I had visited London and I had been on a two-week German Exchange when I was at school. Holidays had always been in North Wales, most often with relatives who still lived there. But this was different. This was to be living in a strange place. My mother said that she had heard that Yorkshire people were very clean and that some of those terraced houses were like little palaces inside.
Armed with this knowledge, I set off one Saturday in September to view the lodgings or ‘digs’ to which I had been assigned. The journey seemed like an Odyssey. Bus to Woodside Station for the underground train to Liverpool Central. Then the train from Lime Street to Leeds City. The Pennines might have been the Rockies or the Alps for all the novelty of the landscapes I passed through.
In City Square I asked a policeman how to get to Headingley – you could do that in those days. He pointed me towards the green double-decker bus. This couldn’t be right; the double-decker buses I knew were bright blue. The bus conductor – they had them in those days – put me off at Shaw Lane.
The address I had was 17 Moor Park Villas, which put me in mind of a large Victorian or Edwardian house set back from the road, of the kind that lined Shaw Lane, but at the end of that I found that Moor Park Villas was a cull-de-sac of probably 1930’s semis.
I was amused to discover a Leeds style of street-naming which went thus: Moor Park Villas, Moor Park Road - Avenue, Drive, Grove, View etc. In some parts of Leeds this went on to Back Moor Park something as well. At least you knew that if you found one, the others would be nearby.
The beginning of October saw me installed as a student, and I cannot believe how homesick I was.

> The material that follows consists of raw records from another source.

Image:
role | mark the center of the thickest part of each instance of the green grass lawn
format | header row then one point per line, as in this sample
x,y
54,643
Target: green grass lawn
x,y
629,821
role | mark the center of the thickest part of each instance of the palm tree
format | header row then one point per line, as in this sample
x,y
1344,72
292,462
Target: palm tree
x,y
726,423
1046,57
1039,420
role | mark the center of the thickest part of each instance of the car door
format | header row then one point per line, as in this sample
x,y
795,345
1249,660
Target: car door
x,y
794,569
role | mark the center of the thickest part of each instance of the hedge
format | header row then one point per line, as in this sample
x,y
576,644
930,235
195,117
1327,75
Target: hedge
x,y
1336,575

My parents didn’t have a phone so our communication was by weekly letter – mine (and theirs) written after lunch on Sunday. My younger brothers and sisters usually added bits or drawings, which added to my homesick pangs when I read them.

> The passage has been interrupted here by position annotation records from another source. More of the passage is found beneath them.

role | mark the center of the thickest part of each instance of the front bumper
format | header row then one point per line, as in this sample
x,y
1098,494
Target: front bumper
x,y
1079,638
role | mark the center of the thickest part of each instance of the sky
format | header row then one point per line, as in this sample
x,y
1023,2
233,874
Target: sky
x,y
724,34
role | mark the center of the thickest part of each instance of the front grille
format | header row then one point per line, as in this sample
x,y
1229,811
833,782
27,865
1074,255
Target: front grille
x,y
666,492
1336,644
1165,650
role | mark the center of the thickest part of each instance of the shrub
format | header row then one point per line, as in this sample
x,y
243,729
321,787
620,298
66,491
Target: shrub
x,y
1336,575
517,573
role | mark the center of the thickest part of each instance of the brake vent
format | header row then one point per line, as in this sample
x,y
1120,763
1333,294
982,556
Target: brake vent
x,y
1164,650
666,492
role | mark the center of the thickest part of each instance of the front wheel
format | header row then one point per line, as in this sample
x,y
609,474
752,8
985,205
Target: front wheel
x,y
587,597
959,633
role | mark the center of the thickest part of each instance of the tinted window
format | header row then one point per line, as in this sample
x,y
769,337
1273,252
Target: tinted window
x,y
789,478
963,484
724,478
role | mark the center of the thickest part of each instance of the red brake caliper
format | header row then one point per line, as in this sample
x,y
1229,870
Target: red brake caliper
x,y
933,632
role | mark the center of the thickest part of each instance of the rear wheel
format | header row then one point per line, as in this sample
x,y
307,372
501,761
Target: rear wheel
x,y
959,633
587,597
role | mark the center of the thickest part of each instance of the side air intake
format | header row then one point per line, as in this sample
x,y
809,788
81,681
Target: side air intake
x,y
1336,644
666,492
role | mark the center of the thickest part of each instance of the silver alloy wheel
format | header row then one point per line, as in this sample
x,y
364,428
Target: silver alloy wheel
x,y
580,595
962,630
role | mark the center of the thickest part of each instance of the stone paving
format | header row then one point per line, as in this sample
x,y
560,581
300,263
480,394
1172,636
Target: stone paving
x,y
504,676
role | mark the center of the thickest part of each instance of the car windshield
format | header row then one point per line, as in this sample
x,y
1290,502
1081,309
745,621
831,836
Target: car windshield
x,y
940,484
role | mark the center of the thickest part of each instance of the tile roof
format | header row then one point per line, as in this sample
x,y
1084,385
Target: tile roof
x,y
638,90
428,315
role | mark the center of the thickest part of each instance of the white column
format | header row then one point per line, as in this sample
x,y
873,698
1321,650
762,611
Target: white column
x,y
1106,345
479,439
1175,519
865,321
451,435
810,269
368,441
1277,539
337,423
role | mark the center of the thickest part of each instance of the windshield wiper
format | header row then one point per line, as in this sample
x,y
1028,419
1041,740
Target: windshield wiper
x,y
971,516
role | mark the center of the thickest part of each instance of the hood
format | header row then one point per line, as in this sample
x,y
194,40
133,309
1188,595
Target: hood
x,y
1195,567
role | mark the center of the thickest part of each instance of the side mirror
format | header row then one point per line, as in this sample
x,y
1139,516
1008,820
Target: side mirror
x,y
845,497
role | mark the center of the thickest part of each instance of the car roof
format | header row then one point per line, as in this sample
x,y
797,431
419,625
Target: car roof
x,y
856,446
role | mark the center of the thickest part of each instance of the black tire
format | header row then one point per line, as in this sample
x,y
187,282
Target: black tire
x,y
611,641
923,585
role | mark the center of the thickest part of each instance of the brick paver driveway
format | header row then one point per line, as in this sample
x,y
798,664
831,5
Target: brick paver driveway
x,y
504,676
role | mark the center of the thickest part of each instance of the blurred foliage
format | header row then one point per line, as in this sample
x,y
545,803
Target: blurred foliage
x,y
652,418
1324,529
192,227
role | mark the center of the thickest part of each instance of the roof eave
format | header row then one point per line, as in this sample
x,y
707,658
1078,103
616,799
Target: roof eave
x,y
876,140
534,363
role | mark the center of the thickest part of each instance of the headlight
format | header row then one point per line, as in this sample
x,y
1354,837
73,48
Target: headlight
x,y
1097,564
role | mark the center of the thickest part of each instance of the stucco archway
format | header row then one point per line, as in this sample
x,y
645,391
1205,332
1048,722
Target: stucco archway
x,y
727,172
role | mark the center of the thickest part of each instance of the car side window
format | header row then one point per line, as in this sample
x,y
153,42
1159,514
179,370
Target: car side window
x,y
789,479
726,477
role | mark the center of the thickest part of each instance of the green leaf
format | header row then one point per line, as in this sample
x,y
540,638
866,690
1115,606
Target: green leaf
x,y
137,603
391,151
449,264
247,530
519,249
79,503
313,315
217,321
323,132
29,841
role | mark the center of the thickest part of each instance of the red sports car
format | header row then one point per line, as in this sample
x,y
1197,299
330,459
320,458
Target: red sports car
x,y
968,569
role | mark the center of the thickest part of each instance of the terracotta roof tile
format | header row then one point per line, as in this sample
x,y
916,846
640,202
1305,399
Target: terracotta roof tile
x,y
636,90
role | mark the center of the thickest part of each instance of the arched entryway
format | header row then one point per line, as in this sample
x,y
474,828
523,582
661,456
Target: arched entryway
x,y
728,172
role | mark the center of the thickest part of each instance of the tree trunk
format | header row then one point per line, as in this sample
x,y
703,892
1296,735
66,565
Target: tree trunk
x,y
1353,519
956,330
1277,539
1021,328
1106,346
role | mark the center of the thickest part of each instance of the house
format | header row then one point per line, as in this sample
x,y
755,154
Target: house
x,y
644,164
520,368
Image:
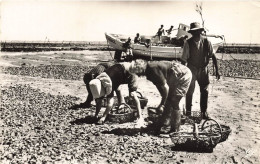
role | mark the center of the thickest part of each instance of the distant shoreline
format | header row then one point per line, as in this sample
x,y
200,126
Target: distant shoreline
x,y
19,46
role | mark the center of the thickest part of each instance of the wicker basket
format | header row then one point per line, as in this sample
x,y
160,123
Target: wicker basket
x,y
143,101
225,133
122,114
205,142
154,117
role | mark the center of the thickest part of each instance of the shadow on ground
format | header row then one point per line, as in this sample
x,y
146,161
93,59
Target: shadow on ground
x,y
150,129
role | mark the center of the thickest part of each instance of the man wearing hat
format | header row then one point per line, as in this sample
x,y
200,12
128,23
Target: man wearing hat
x,y
196,54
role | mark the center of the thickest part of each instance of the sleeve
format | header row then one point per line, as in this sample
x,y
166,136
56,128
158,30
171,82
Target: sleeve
x,y
210,48
155,75
186,52
132,82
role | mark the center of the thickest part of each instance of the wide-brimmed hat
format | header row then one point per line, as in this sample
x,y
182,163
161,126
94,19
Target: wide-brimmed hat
x,y
195,26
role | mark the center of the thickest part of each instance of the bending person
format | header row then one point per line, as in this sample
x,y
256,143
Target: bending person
x,y
172,80
118,76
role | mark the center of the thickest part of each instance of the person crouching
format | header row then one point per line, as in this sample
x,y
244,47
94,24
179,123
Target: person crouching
x,y
110,80
172,79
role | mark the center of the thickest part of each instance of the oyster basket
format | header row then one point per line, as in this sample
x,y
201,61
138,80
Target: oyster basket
x,y
104,101
204,142
195,117
122,115
225,132
143,101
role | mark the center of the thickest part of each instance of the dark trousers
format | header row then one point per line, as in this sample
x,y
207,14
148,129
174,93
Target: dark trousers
x,y
200,75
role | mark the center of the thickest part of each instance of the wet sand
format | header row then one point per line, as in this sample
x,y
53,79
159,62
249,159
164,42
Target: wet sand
x,y
37,125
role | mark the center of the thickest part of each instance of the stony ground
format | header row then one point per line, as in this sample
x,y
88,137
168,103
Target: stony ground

Sometimes I would receive a letter card from my grandfather (I was his favourite grandchild) and he would, against instructions on the card, include a ten shilling note. He was so proud of my letters back that he would show them to other family members, and years later they told me that he would have scraped ‘10/ - note’ away with his penknife and would have written ‘stamps’ in a different coloured ink! He also used to send me rolled-up copies of The Birkenhead News.
My digs mates were always jealous when I received at least one neat blue Basildon Bond envelope every Monday at breakfast.

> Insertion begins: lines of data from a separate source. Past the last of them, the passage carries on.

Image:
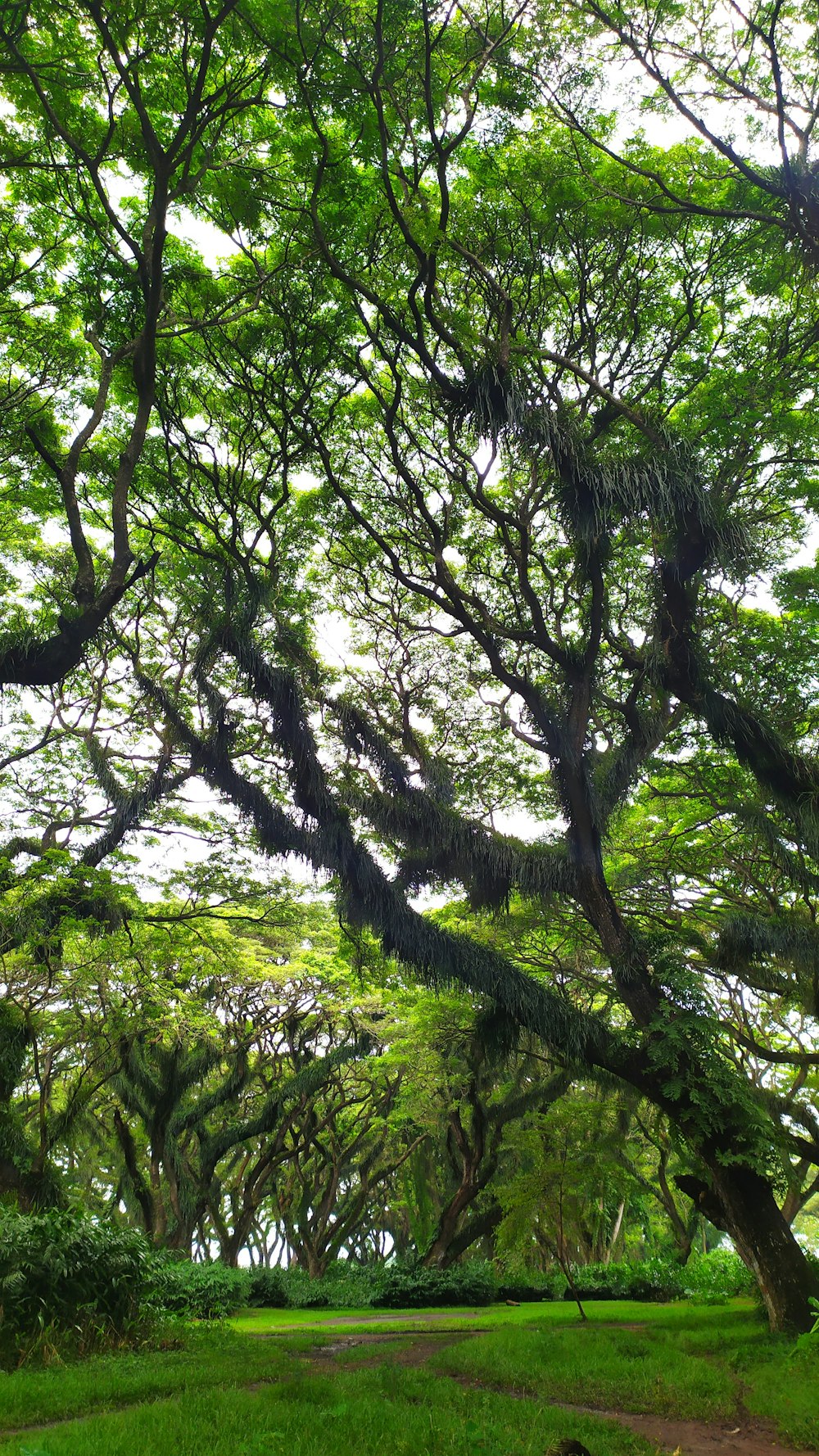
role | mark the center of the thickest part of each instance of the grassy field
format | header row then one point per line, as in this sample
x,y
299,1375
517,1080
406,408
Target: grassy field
x,y
484,1388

One evening I rang my Auntie En but left the phone box in tears as soon as I heard her beloved but on-so-distant, ‘Hello, love.’
Walking back to the digs in the evening as the nights drew in and the leaves began to fall and lights would be coming on in other people’s houses, plus a feeling of not quite knowing how things worked at university, all gave me what I suppose was a mild depression that autumn, a mixture of nostalgia, unfamiliarity and nervousness.
Lying in bed at night I missed the familiar sound of seagulls and the foghorns on the Mersey, and on each bus journey that involved going up a hill I was still disappointed that we didn’t see the sea when we got to the top.
Another layer of difference at that time was having a landlady instead of a mother. We were more than lucky with Mrs. Borrill though, a very Scottish lady, ‘from Dundee, dearie,’ whose response to any mild disaster was always, ‘Och, worse things have happened at sea!’ Her braised steak was to-die-for, and I can still taste the tinned salmon, tomatoes and chips we had for Saturday tea.
Come Novermber 5th I was feeling better enough to buy large packets of sparklers, and we four students danced around the garden of 17 Moor Park Villas waving them, which encouraged the family who lived in Moor Park Avenue, Grove, Drive, etc, whose garden backed on to ours to come out and wave theirs as well.
And when the mother said afterwards, ‘That were grand’, I think I began to feel at last that perhaps I could become at home in Yorkshire. I’m still here 44 years later.